At approximately 6:30AM PST, our load balancers went offline. We have server monitoring tools that check our public IPs from a remote location every minute, so we were aware of the issue immediately. But it took a bit to figure out what was wrong and get them back online. Total downtime was about 90 minutes.
At first we thought it was a network problem, as happens from time to time, but quickly noticed that a few public IPs we have that are not behind load balancers were fine. Ok, so it’s the load balancers then? We have a double load balancer setup with automatic failover, so if one dies, the other takes over. We’ve tested this and it works great. But the chances of both dying at the same time? Impossible. But we couldn’t access their public IPs. That was mildly depressing.
But then we remembered they also have internal “management” IPs for admins to login to. We tunneled into the network and we were able to login to both load balancers, but after looking around a bit, there was nothing obviously wrong. They were online, they could see the internet, they just weren’t passing traffic through to the servers behind them. After a bit of banging head upon keyboard, we checked the load balancer logs and saw some messages we’d never seen before, repeating over and over every minute:
Apr 19 07:09:11 : Machine rebooting too often – Passifying
Passifying? Ok, well at least we see that the load balancers were rebooting themselves for some reason. So we did a manual reboot on one to see what would happen, because they weren’t rebooting anymore – this message was simply being output every minute so that the admin looking at the log files could not miss it.
Upon reboot, they would pass traffic through for about 20-30 seconds, then go boom. We managed to check the load stats before they went offline, and saw they were at 100%. Well that’s not good.
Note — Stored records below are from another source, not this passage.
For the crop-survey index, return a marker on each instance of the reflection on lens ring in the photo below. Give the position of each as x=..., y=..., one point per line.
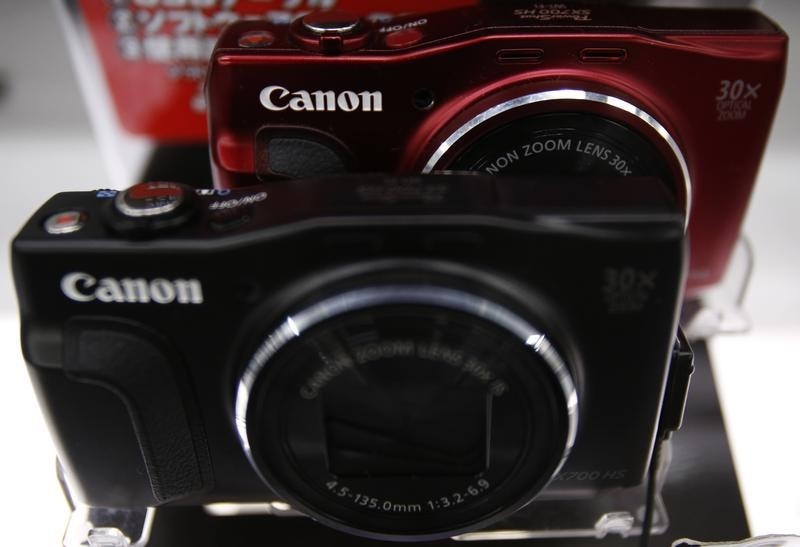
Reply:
x=564, y=144
x=406, y=411
x=578, y=96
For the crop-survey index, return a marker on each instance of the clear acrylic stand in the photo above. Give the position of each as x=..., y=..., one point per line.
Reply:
x=720, y=310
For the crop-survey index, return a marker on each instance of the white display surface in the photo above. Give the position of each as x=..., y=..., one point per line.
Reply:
x=47, y=146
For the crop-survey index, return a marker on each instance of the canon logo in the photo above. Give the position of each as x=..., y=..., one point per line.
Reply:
x=83, y=287
x=279, y=98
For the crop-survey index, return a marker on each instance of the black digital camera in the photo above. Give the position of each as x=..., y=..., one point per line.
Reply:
x=402, y=358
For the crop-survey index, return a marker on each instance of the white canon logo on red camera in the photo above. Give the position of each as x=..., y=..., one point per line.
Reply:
x=277, y=98
x=83, y=287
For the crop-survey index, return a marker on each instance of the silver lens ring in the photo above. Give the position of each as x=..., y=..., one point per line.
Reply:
x=294, y=326
x=569, y=95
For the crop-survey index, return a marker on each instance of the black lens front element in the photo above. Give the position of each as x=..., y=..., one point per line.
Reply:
x=406, y=412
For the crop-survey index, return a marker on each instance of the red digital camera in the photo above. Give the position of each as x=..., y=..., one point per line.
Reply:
x=687, y=96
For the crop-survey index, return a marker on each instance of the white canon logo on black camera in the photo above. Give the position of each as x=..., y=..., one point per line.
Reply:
x=279, y=98
x=84, y=287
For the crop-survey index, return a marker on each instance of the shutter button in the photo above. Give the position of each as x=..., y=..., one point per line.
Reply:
x=331, y=22
x=150, y=199
x=330, y=32
x=146, y=209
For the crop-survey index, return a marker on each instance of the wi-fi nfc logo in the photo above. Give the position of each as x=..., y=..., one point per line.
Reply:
x=278, y=98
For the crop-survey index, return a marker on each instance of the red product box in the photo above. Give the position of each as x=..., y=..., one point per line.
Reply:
x=154, y=53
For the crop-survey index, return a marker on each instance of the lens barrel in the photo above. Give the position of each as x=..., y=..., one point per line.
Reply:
x=406, y=411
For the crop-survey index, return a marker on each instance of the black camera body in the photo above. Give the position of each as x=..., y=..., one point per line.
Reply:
x=398, y=357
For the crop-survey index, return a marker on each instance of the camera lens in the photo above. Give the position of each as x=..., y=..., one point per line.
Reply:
x=406, y=412
x=563, y=143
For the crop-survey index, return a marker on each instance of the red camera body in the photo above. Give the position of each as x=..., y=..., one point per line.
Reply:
x=684, y=95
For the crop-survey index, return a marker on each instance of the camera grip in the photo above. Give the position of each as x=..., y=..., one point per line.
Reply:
x=139, y=369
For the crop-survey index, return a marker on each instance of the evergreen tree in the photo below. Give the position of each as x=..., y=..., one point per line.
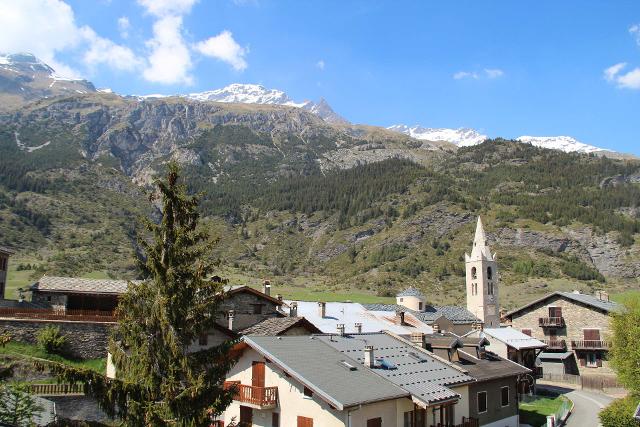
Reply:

So the problem was that our load balancers were extremely overloaded. We just added pinging to our tracking code, which means visitors to your web sites talk to our tracking servers a lot more often than they used to. We obviously knew this would happen, so what we did was we actually activated our new tracking code last Tuesday for all sites, well before the actual release (Friday night), so we could see the effects that it had on our tracking servers. The load went up significantly, on both the load balancers and the tracking servers, but not enough to be concerned about. It was still a very manageable level.
But at that point, our tracking servers were not actually logging the pings. They were receiving them, but they were discarded. That makes a difference. We made our full release on Friday night so it’s been running over the weekend and were watching it very closely. Things seemed great. Of course, the weekend’s traffic is quite a bit lower than during the week, particularly Monday. Monday is the biggest traffic day of the week for most sites, so it’s the biggest day of the week for our service too.
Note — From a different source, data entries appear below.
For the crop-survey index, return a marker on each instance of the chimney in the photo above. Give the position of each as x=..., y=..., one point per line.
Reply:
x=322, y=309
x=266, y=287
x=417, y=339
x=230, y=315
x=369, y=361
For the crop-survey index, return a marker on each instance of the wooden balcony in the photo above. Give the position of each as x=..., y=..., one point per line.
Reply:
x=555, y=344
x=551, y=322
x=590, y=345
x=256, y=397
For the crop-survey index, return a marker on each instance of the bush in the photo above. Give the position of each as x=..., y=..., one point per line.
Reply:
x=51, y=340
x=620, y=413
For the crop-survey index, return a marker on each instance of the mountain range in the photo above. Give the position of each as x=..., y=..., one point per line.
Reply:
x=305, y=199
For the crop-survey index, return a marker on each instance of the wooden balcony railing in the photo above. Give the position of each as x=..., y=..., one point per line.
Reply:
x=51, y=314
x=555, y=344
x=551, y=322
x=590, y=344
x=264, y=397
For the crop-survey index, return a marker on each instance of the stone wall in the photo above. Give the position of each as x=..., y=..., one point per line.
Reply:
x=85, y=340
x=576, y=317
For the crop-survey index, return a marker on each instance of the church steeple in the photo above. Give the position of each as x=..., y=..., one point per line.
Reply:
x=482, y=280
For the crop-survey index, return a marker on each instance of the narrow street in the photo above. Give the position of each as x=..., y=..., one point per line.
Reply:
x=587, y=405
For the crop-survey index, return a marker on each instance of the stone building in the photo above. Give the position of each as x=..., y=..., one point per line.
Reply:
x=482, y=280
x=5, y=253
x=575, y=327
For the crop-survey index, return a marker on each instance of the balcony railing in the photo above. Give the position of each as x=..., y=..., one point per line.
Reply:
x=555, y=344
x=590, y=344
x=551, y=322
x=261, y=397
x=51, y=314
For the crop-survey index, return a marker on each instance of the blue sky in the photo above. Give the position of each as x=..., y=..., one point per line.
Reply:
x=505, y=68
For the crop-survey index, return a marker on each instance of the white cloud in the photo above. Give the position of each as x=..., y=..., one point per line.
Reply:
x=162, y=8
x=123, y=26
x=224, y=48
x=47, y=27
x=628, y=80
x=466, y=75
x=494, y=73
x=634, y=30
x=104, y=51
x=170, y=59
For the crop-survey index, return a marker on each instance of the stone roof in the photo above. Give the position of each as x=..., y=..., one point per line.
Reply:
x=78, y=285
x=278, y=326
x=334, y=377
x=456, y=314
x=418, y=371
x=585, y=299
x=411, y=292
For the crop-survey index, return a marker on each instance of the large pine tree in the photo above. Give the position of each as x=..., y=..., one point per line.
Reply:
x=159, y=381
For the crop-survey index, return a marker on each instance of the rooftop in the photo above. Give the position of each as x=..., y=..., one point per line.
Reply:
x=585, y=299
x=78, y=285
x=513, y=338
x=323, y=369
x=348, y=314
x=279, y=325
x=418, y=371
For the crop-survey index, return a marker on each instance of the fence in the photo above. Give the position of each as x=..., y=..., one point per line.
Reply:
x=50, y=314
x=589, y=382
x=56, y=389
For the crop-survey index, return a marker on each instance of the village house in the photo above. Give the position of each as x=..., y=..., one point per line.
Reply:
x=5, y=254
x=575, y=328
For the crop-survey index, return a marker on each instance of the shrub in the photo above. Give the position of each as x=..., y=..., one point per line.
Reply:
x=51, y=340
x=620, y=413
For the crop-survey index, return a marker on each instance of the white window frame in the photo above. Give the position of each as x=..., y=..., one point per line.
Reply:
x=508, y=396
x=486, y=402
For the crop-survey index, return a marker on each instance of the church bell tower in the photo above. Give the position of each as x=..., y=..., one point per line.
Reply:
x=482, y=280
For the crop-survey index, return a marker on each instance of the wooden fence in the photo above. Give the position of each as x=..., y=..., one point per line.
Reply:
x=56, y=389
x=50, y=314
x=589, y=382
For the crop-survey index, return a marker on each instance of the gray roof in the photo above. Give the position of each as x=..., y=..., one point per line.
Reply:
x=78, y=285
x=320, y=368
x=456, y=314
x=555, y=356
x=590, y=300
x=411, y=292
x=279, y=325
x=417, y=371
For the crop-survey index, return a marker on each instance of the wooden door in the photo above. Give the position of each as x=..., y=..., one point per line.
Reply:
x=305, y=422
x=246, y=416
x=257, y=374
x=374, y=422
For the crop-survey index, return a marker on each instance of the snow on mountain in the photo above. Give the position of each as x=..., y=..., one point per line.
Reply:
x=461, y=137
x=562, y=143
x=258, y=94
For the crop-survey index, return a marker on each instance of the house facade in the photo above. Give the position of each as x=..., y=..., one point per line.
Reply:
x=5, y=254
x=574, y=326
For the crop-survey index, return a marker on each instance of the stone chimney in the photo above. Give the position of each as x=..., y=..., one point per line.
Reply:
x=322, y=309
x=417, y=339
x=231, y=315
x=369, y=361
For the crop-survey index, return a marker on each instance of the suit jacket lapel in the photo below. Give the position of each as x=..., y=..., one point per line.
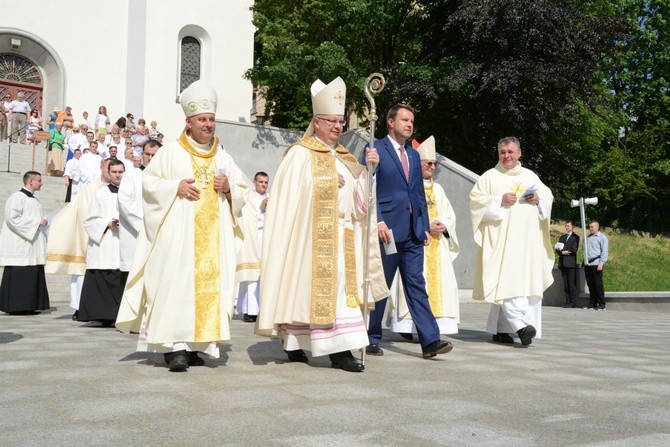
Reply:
x=394, y=156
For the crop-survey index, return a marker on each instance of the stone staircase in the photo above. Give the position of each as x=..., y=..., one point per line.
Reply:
x=52, y=196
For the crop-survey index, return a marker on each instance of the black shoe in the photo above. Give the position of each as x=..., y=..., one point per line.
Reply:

So Monday morning rolls around, and once most of the US is awake, the spike went up quite a bit higher than it did over the weekend. What happened was the load balancers were getting timeouts when talking to the tracking servers, which means they were keeping connections open for a lot longer than they normally would. This type of thing quickly spirals out of control, hence, the problem this morning.
When our database servers process traffic every minute, they keep a log of what they just did – how many actions were processed, how many pings, how long the process took, etc. This is extremely useful data. So we took a peak at this and saw that pings were accounting for over 80% of traffic being processed. This means that the pinging functionality increased the hits to our tracking servers by 400%, overnight. That’s a little more than we were expecting. We were expecting maybe a 200% increase at the most.
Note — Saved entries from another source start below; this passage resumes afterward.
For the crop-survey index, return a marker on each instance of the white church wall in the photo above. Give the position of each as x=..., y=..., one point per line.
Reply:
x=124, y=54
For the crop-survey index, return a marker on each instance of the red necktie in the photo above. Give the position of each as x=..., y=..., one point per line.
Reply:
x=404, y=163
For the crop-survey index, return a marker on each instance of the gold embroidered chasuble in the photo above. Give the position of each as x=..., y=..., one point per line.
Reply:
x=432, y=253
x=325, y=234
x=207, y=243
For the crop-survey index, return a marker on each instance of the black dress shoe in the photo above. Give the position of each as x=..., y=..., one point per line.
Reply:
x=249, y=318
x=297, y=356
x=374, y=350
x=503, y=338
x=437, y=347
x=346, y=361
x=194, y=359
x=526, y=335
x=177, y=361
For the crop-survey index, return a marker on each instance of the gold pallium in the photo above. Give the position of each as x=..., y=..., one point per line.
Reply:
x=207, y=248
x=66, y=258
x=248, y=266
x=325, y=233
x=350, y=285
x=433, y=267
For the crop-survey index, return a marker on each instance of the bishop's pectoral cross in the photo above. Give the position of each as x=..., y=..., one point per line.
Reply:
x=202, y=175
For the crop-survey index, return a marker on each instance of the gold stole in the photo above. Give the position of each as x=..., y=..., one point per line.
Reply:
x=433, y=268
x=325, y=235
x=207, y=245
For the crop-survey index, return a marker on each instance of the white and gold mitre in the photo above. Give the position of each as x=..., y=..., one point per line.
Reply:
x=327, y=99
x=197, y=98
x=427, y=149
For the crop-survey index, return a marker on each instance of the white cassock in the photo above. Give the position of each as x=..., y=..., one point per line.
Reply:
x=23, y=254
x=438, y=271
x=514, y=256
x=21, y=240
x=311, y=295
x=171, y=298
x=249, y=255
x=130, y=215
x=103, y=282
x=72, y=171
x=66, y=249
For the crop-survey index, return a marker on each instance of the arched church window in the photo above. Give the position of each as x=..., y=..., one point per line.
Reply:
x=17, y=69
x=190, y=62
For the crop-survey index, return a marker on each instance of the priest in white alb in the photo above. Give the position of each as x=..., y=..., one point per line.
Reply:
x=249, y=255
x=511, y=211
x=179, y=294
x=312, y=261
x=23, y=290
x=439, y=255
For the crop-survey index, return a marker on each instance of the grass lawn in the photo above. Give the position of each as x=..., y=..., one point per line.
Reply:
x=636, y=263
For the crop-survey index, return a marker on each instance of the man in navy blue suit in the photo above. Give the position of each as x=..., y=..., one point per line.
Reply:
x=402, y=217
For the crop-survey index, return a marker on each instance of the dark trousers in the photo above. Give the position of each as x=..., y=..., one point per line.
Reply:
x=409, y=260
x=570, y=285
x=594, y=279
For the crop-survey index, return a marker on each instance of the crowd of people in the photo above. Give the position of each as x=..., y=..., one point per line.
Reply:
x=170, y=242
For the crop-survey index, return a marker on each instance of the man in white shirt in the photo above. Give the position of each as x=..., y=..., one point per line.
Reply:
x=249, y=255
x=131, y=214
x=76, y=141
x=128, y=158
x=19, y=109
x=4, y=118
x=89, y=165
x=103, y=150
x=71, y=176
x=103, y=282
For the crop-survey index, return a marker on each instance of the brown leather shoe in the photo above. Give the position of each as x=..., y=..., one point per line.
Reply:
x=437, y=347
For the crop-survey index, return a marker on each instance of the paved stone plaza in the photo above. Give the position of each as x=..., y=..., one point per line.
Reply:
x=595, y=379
In an effort to get things back online as quickly as possible, we changed the tracking code so that the total pings it will send are half as many, and the initial 15 second quick-check ping doesn’t happen. After uploading that to the CDN, we rebooted the load balancers again and they came online and have stayed online since, with a load of about 65%. When viewing the database logs now, the pings are more inline with our initial expectations – about a 200% increase over normal traffic.
We want to ping more often though, so we’ll be tweaking all sorts of things over the course of the day and probably throughout the week, to get the most pings possible with the least amount of load on our servers. We’ll post an update later to let you know how it’s going.
This is another one of those unfortunate cases that aren’t really testable until they’re live. We knew there would be a big spike on our end, and we thought we had it under control, but we just didn’t know quite how big it was going to be until the system was fully live and all of our sites were sending us Monday traffic. But for now, things are stable, and that’s what’s important.